Simon Phillipsみたいにするには俺言い「開いた柔らかい脚」から脱却出来て無いからで、目的に対し柔らか過ぎるアップヒールになっているからだ。
本家の参考例ではオープンを「ベタ足」で踏まれてるが、それでないと完全なオープンは特にバネ弱ペダルではとても困難だからだ。
へろへろ蛸アップヒールは美フォームなので無駄力みが入らないのは良いが、打点時の「爪先の離脱」が遅れ気味になる弱点がある。
つまり最初は股関節から指令と動作が順番に爪先へ波及して行くが、その為奏者意識で踏むから上げるへ反転しても爪先にタイムラグが生じるのだ。
結果的に打撃瞬間の長さが僅かでも長目となり、超低音の生成を阻害してしまう。
特にウルトラローピッチではより皮の振れ幅増加と時間延長の許容が求められるが、俺言い「ビータ離れ」の遅さで無意識ミュートしちまってる。
この件の詳細は過去に記してるのでご参照願うとして、結果的に従兄の現況ではある程度バネ強さで早く爪先を排除した方が低音が出るのだ。
しかし俺的には関心し兼ねるもので本来音を出す為だけには要らないバネ反力が加わり、「音を出す為の力」が幾分かでもペダルに横取りされてしまう。

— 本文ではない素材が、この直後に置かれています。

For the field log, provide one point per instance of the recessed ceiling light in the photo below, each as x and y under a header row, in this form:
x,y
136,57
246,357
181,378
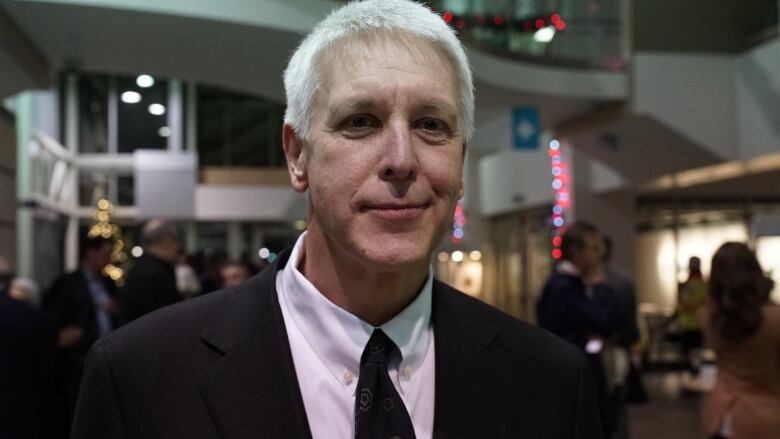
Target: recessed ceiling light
x,y
131,97
144,81
157,109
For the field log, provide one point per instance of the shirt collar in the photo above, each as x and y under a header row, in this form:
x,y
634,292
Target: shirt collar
x,y
338,337
567,267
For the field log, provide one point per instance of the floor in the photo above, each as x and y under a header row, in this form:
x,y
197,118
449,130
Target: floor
x,y
670,412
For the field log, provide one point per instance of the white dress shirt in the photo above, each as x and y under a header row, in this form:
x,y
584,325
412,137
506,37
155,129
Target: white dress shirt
x,y
327,341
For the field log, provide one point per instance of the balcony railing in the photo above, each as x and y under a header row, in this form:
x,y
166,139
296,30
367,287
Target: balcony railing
x,y
570,33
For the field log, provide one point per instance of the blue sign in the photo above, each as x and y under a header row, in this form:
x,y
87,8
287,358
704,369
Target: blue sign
x,y
525,128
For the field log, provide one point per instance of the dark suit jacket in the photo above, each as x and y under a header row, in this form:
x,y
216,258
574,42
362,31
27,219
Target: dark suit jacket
x,y
26,350
220,366
150,284
69,302
565,309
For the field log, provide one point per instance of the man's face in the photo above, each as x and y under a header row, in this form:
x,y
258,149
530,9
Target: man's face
x,y
100,257
589,257
233,275
383,161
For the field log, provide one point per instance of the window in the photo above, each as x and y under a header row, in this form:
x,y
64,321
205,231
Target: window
x,y
238,130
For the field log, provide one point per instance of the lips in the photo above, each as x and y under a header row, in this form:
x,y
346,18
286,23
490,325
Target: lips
x,y
396,211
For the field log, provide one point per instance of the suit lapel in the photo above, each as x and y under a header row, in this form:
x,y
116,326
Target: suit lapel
x,y
469,399
251,389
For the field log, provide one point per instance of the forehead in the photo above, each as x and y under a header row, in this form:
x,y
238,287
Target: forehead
x,y
381,53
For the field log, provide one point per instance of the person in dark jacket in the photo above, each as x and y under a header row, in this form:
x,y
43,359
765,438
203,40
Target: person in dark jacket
x,y
26,348
579,311
82,307
151,282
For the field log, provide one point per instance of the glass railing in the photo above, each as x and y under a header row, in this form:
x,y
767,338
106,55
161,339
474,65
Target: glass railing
x,y
571,33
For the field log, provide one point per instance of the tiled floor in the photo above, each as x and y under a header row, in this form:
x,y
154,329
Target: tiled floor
x,y
670,414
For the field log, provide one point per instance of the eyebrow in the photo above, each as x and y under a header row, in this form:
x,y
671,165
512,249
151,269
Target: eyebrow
x,y
349,106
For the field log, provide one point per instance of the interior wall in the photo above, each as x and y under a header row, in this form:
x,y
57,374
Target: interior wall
x,y
7,187
694,94
662,257
758,100
612,212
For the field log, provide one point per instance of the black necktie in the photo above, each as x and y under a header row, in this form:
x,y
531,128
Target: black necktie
x,y
379,411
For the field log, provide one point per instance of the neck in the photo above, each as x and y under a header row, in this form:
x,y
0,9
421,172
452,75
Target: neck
x,y
91,269
157,252
374,296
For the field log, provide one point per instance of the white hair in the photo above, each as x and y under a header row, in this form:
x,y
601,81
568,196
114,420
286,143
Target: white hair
x,y
302,76
30,286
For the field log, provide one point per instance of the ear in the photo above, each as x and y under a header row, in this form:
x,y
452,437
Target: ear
x,y
463,165
296,158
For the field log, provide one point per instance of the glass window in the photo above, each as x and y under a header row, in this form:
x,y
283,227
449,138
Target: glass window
x,y
125,190
93,186
142,115
238,130
93,113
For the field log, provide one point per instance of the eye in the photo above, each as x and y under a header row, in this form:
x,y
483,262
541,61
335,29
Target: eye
x,y
434,129
359,124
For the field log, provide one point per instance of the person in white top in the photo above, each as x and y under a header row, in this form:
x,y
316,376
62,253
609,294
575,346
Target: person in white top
x,y
348,335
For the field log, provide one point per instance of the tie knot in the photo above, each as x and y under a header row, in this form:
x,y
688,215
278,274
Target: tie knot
x,y
378,349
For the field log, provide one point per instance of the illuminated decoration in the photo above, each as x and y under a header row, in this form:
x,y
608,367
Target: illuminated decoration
x,y
458,223
529,24
560,184
105,228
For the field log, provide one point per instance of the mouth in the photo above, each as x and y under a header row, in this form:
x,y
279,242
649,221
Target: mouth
x,y
396,211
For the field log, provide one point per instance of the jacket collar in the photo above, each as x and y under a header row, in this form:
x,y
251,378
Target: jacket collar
x,y
251,389
468,400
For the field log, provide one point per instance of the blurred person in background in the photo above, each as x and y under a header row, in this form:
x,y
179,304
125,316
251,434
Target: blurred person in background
x,y
26,349
151,282
187,281
6,275
742,325
233,273
210,279
82,307
579,310
624,382
691,296
25,290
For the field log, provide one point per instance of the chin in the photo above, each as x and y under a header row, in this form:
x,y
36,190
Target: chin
x,y
395,255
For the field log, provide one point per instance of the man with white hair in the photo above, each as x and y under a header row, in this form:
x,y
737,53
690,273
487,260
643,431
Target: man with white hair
x,y
348,334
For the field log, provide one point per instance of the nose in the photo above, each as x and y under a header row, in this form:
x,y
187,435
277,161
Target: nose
x,y
400,158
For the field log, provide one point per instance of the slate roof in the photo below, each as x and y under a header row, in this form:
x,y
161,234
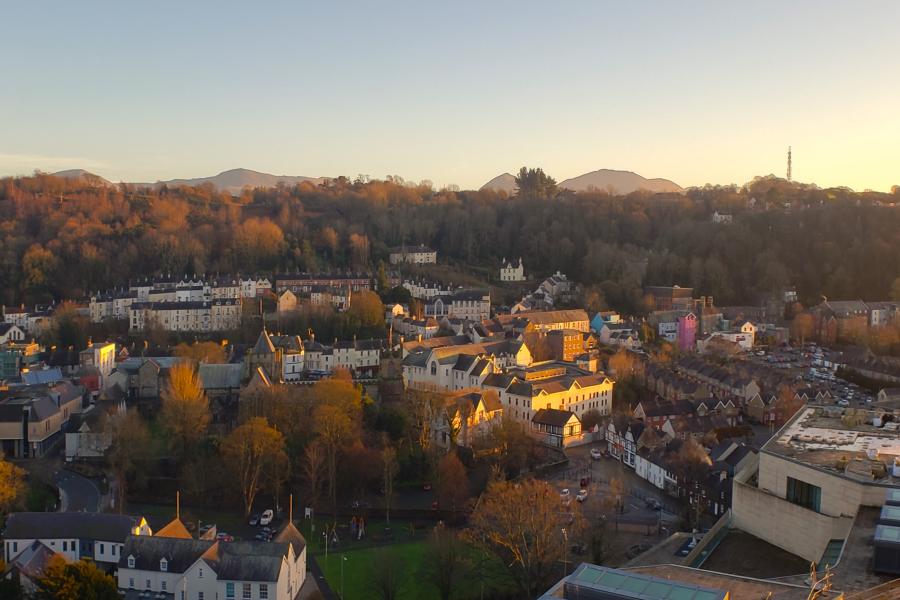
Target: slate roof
x,y
231,561
32,561
214,376
89,526
264,344
552,417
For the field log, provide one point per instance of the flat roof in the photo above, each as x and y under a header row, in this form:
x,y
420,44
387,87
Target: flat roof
x,y
843,441
629,585
890,515
888,535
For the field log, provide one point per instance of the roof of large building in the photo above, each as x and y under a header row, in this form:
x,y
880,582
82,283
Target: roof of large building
x,y
552,416
859,444
82,525
215,376
234,561
593,581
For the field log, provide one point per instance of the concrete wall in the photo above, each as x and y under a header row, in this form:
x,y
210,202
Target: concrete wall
x,y
840,495
798,530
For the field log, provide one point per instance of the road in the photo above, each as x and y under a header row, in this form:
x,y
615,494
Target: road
x,y
601,472
77,493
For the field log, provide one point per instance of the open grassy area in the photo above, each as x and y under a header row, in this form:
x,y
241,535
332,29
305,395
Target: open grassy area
x,y
358,574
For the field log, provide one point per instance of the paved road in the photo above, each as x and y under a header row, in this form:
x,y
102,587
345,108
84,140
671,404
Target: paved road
x,y
602,472
77,493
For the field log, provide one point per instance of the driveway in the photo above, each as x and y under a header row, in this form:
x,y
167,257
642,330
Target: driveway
x,y
77,493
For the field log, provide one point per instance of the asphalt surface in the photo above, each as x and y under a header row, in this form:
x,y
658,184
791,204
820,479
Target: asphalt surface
x,y
601,472
77,493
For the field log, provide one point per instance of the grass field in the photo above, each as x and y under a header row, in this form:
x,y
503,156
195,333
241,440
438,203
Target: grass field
x,y
358,574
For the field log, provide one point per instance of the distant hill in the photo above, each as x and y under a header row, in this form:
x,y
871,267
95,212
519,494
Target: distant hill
x,y
235,180
622,182
87,176
502,183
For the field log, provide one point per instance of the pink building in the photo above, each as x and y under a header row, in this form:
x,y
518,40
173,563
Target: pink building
x,y
687,332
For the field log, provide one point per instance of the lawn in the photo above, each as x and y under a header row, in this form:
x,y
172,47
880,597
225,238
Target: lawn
x,y
358,574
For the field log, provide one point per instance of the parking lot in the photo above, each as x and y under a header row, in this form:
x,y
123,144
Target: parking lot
x,y
806,366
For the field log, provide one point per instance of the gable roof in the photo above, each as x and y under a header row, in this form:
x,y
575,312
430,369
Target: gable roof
x,y
175,529
553,417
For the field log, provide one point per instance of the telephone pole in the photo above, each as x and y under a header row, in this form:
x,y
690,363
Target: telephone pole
x,y
789,163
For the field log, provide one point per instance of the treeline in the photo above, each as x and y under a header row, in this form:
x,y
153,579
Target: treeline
x,y
62,238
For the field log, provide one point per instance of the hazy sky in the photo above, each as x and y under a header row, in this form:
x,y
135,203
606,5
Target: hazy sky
x,y
456,92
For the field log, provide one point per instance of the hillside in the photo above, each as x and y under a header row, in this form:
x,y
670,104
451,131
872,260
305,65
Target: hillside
x,y
235,180
622,182
502,183
87,176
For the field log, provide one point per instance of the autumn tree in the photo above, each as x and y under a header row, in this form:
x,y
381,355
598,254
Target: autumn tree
x,y
390,467
445,564
129,439
452,482
185,409
80,580
802,327
336,419
312,471
250,451
523,526
366,307
387,571
535,184
12,485
205,352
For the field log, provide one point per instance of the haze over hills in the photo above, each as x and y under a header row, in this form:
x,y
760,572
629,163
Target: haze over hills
x,y
235,180
502,183
621,182
82,174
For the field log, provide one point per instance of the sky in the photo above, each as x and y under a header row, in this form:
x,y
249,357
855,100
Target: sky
x,y
455,92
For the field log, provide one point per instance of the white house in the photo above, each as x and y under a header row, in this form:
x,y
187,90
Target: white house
x,y
99,537
208,569
512,272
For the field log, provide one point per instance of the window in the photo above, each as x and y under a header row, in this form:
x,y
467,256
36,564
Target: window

これが音だけの影響ならまだ良いが実は労力への影響の方が大きくて、手に高度な技術があって楽な分従兄は余計踏みたがらなくなりそうだ。
俺が手下手の他にもすぐ脚で誤魔化したくなるのが多分逆現象が起こってるからで、これは長い目で見るとかなりな運命の分かれ道かも知れない。
従兄の場合は本人が何処迄求めてるか不明なのでここでは終りとするが、パワーや低音が欲しければ奏法的には「ベタ足」が最善策だ。
手の方でも下手に無理して小さな(動作範囲が)叩き方はしない方がと述べたが、高度な技術を駆使してなされるそれを決して否定は無い。
しかしもし高度技術が不要な場合、敢えて技術レベルを下げた分を基礎部分の加減等へ振り向ける事だって出来る筈だ。
太鼓の基本的な出音やノリを重視してたらどんなに簡単なフレーズでも暇になんかなりっこなくて、寧ろ数が少なく各音が目立つので余計神経を尖らせる位だ。
一流奏者だと無為に演ってもそれなりに上手いだろうけど、奏者内部を覗けば訓練度の高さが本件では災いし「思ったままが音に出てしまう」だろう。
だから技術面では何も労してなくても、他人に外から見える姿程は気持ちを緩める事が出来ないのだ。
これの典型例が前回記したJohnny吉長談なのだと思ったが、こう云う心持ちがあると奏法選択にも波及して然りとみえた。
上述「不要爪先残り」に着目すると柔軟アップヒールよりベタ足が桁違いに優勢だが、もしかしたら大元の求める音色の願望の「強さ」が現われただけなのかも知れない。
俺はSimon Phillipsの音に対して特に興味は無くどうチューニングしてどう踏んでるかを、先日の実験迄ノーマークで全く知らなかった。
それが蓋を開けてみるとヘッドは穴無し両面張り・Micは内部仕込み・ベタ足踏みと、ピッチ以外はそっくりだ。(※全て我々が参考とした時期)
どうやら常に「ドンッ」とか「ズシン」とかバスドラでは重い音色を出そうとして試行錯誤した挙句、各個人の体格差等以外が必然的に近似になったんだろう。
因みにベタ足は脚上げ面では柔軟アップヒールより基本労力面では不利だが、Simon氏程の達人でも音色の為にわざわざ茨の道を選んでる事になる。
要は所望バスドラ音色がたまたま元から似てた結果なんじゃないかと感じられ、未確認だが従兄のそれは対俺比ではにわか仕込みと伺えている。
もひとつ因みに「踏めれば良い」ならどっちの奏法でも大差無いが確実に「出せる最低音を維持」を最優先にすると、実は柔軟アップヒールの方が過労となる。
その仕組みは確実に速攻爪先離脱させるには、ベタ踏みよりかなりストロークの余裕が必要になるからだ。
音量に不要な領域まで脚を上下させる事となるが、こうしとけば完全脱力で下がり切った爪先も流石にフットボードから離れるって寸法だ。
こうした観点に立てば何故Charlie Wattsがわざわざぎこちなく面倒な叩き方に、長らく固執してるかの理由も少し分かった気になれる。
キャリアの浅い人には実感が持てる話しじゃ無さそうだが、普段どう求めてるかも長い間にはこんな処に迄違いが出て来るとなると全く気が抜けない。
始まりは気持ちの話しだったが奏法選択迄異なって来るなら、実はちっとも精神論では無く純粋な科学的理論だ。